Into extra time, Arsenal attack – a back heel from Giroud and the young Welshman Aaron Ramsey puts away the third and winning goal. More jubilation!

She-La! returns from a shopping trip with Millie and agrees to make up our skittles team. By now, the Guinness is accompanying me to an out of body experience as we floated down to the social club. Master Johnny, who really didn’t fancy playing skittles at all, reluctantly agreed to come with us to make up the team.

“Hello! We’re here for the speed skittles tournament!” I said. The social club organiser looked worried.

“I’m afraid we can’t take any more teams,” he explained.

“We might be able to fit you into other teams,” he offered.

I looked at my team and shrugged.

“Let’s have a drink,” suggested Steeley. This was probably a bad idea, but I had another pint of lager and eased into a comfy chair. By now, life seemed to be going on around me, my consciousness lapping in and out like waves on a beach. Master Johnny’s football coach appeared from the alley.

“Ah, great! Johnny! I want you on my team!” he explained, placing a hand in Master Johnny’s back and guiding him into the fray. Master Johnny gave a desperate glance back at us before disappearing into the skittle alley. So, the only person who didn’t want to play skittles had got himself a game.

“I might have to leave soon,” offered Master Johnny.

“Oh no, you have to stay until the end,” explained Coach Dave.

By now, I’d got into a conversation with Noel, my village running partner, who explained that we’d be doing a gentle 9 miles in the morning. I caught Steeley’s eye and pointed at Noel.

“Zish. Ish Noel. Heesh a vair, vairgud runner.”

I looked at Noel and pointed at Steeley.

“Zish. Ish Sleeley. Heesh a vair, vairgud runner. Heeshwas once in der top twenny triathlete lisht…”

For good measure, I continued to explain this amazing fact to everybody. Several times.

“Fancy a pint?” asked Steeley. I did.

Into the void. We left the club, leaving Johnny to play until late into the night. My body transported me home, I think. Lady Barton St Mary ordered a curry for everybody whilst I organised drinks. I found some cider and consumed it. Lady BSM left with She-la to collect the curry. I went upstairs to use the loo.

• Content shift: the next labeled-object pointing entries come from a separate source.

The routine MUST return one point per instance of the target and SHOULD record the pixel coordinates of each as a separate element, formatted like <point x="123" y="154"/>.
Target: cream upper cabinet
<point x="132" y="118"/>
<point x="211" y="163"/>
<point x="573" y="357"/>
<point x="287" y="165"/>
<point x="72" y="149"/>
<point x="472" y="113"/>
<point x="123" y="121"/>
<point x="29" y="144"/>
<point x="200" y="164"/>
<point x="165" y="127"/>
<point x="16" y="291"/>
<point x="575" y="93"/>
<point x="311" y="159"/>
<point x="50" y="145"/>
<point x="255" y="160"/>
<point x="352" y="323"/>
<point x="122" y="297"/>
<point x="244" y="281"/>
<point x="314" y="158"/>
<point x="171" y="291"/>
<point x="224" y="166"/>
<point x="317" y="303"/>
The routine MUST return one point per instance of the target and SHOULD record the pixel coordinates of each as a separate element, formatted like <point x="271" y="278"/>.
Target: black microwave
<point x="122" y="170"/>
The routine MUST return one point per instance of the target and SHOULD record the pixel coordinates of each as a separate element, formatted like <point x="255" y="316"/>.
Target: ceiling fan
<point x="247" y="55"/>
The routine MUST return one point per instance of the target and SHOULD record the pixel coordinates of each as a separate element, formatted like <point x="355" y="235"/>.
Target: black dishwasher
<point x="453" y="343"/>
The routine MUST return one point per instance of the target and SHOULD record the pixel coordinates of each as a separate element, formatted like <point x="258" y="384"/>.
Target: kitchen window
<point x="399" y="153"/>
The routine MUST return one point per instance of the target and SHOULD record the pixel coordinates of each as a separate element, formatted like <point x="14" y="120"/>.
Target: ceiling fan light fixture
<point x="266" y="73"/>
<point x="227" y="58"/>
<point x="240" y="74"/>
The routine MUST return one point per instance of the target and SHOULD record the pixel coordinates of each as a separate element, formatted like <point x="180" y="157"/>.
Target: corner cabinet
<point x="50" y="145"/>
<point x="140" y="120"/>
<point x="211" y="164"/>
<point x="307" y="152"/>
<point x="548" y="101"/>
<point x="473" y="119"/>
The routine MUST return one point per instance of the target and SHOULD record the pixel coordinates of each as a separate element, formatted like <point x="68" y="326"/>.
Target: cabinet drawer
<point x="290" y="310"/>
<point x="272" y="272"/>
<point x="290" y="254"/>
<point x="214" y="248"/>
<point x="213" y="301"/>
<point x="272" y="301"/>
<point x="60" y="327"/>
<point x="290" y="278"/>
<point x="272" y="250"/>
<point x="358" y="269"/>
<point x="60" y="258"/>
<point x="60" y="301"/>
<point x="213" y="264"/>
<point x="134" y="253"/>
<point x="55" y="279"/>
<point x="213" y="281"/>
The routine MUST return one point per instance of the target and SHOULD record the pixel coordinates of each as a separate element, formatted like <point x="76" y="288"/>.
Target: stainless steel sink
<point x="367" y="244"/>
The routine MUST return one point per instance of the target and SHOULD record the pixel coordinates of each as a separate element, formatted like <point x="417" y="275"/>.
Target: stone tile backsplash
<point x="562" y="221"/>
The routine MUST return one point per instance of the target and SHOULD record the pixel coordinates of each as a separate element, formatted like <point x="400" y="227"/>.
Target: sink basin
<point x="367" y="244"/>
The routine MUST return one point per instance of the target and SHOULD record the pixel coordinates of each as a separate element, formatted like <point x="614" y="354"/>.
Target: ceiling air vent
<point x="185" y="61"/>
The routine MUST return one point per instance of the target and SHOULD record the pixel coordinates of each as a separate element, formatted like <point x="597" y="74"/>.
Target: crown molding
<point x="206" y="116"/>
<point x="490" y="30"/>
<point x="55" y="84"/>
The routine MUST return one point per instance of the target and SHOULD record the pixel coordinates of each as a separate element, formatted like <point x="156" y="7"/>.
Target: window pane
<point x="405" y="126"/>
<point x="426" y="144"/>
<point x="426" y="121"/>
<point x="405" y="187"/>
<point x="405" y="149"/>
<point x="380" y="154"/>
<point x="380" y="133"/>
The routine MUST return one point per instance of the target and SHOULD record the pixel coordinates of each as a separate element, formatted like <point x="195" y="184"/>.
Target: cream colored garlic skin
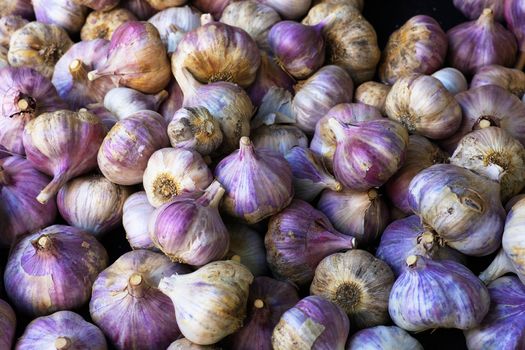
<point x="210" y="303"/>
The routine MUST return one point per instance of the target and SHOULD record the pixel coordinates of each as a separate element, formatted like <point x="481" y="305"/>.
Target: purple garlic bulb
<point x="369" y="153"/>
<point x="62" y="330"/>
<point x="504" y="325"/>
<point x="479" y="43"/>
<point x="298" y="238"/>
<point x="258" y="182"/>
<point x="189" y="228"/>
<point x="126" y="299"/>
<point x="53" y="269"/>
<point x="462" y="299"/>
<point x="313" y="323"/>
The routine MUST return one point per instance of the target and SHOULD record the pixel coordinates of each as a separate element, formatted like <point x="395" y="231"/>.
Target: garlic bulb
<point x="195" y="129"/>
<point x="418" y="46"/>
<point x="92" y="203"/>
<point x="172" y="23"/>
<point x="424" y="106"/>
<point x="351" y="40"/>
<point x="258" y="182"/>
<point x="210" y="303"/>
<point x="363" y="215"/>
<point x="173" y="171"/>
<point x="314" y="97"/>
<point x="512" y="80"/>
<point x="358" y="283"/>
<point x="39" y="46"/>
<point x="463" y="300"/>
<point x="102" y="24"/>
<point x="126" y="298"/>
<point x="255" y="18"/>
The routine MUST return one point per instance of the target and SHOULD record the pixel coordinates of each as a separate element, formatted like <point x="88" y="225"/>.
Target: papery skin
<point x="298" y="48"/>
<point x="277" y="298"/>
<point x="298" y="238"/>
<point x="504" y="326"/>
<point x="218" y="52"/>
<point x="43" y="331"/>
<point x="124" y="153"/>
<point x="63" y="144"/>
<point x="420" y="154"/>
<point x="512" y="80"/>
<point x="313" y="323"/>
<point x="92" y="203"/>
<point x="407" y="236"/>
<point x="479" y="43"/>
<point x="488" y="103"/>
<point x="189" y="228"/>
<point x="39" y="46"/>
<point x="463" y="208"/>
<point x="136" y="58"/>
<point x="495" y="154"/>
<point x="415" y="304"/>
<point x="210" y="303"/>
<point x="382" y="338"/>
<point x="351" y="40"/>
<point x="20" y="183"/>
<point x="369" y="153"/>
<point x="324" y="142"/>
<point x="258" y="182"/>
<point x="452" y="79"/>
<point x="40" y="280"/>
<point x="7" y="324"/>
<point x="424" y="106"/>
<point x="71" y="80"/>
<point x="363" y="215"/>
<point x="314" y="97"/>
<point x="102" y="25"/>
<point x="135" y="216"/>
<point x="32" y="87"/>
<point x="419" y="46"/>
<point x="122" y="310"/>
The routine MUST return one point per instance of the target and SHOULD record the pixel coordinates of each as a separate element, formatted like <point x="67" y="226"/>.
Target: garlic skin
<point x="314" y="97"/>
<point x="102" y="24"/>
<point x="61" y="330"/>
<point x="123" y="102"/>
<point x="463" y="208"/>
<point x="512" y="80"/>
<point x="92" y="203"/>
<point x="39" y="46"/>
<point x="373" y="94"/>
<point x="313" y="323"/>
<point x="358" y="283"/>
<point x="424" y="106"/>
<point x="195" y="129"/>
<point x="135" y="216"/>
<point x="363" y="215"/>
<point x="126" y="297"/>
<point x="258" y="182"/>
<point x="255" y="18"/>
<point x="479" y="43"/>
<point x="418" y="46"/>
<point x="172" y="23"/>
<point x="383" y="338"/>
<point x="124" y="153"/>
<point x="495" y="154"/>
<point x="53" y="269"/>
<point x="452" y="79"/>
<point x="350" y="39"/>
<point x="173" y="171"/>
<point x="219" y="291"/>
<point x="463" y="300"/>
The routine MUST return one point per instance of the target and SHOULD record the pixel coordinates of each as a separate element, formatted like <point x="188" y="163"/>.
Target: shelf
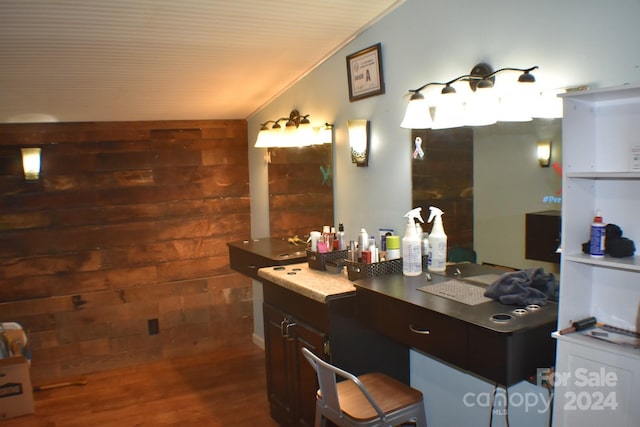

I woke up at 5am still wearing my clothes with no memory of how I’d got there. Lady BSM, Miss Katherine and Master Johnny were only too willing to explain what had happened.

Lady BSM returned with our evening meal and I was nowhere to be found. Miss Katherine located me, in bed, under the duvet, fast asleep. Lady BSM did her best to wake me.

“You left our guests on their own downstairs!” she told me.

“Where were you?” I asked, apparently, before falling back into a deep sleep. I, of course, remember none of this.

So, our evening, where we were going to mingle with the locals, persuade our friends, who we hadn’t seen for a while, to spend some time with us, didn’t quite turn out as planned.

We didn’t mix with the locals. We’d taken our friends to a non-event. Then, returning home, leaving our stranded son to play something he didn’t want to, I’d managed to put myself to bed, leaving our guests to entertain themselves.

So, the moral of the story is: don’t think that if you’ve been teetotal for a considerable amount of time, you can pick up where you left off. I think I prefer the non-alcoholic lifestyle.

The 9 mile run was a disaster. But then, did I tell you that Noel is a very, very good runner.